If you haven’t come across it before, check out Simon Willisons “lethal trifecta” concept which neatly sums up the issue and explains why there is no way to use these things safely for many of the things that they would be most useful for
Edit: "completely local" meant not doing any network calls unless specifically approved. When llm calls are completely local you just need to monitor a few explicit network calls to be sure. Unlike gemini then you don't have to rely on certain list of whitelisted domains.
>Please don't comment on whether someone read an article. "Did you even read the article? It mentions that" can be shortened to "The article mentions that".
I've worked on multiple large migrations between DCs and cloud providers for this company and the best thing we've ever done is abstract our compute and service use to the lowest common denominator across the cloud providers we use...
People are always going to want the best models.
The most RAM you can currently get in a MacBook is 128 gigs, I think, and that's a pricey machine, but it could run such a model at 4-bit or 5-bit quantization.
As time goes on it only gets cheaper, so yes this is possible.
The question is whether bigger and bigger models will keep getting better. What I'm seeing suggests we will see a plateau, so probably not forever. Eventually affordable endpoint hardware will catch up.
I've watched this with GPT-OSS as well.

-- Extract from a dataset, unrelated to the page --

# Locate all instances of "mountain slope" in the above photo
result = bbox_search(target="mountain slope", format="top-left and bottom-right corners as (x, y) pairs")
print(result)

If the tool blocks something, it will try other ways until it gets it.
The LLM "hacks" you.
"A computer can never be held accountable; therefore, a computer must never make a management decision."
The main problem is that LLMs share both "control" and "data" channels, and you can't (so far) disambiguate between the two. There are mitigations, but nothing is 100% safe.
Should you do that? Maybe not, but people will keep doing that anyway as we've seen in the era of StackOverflow.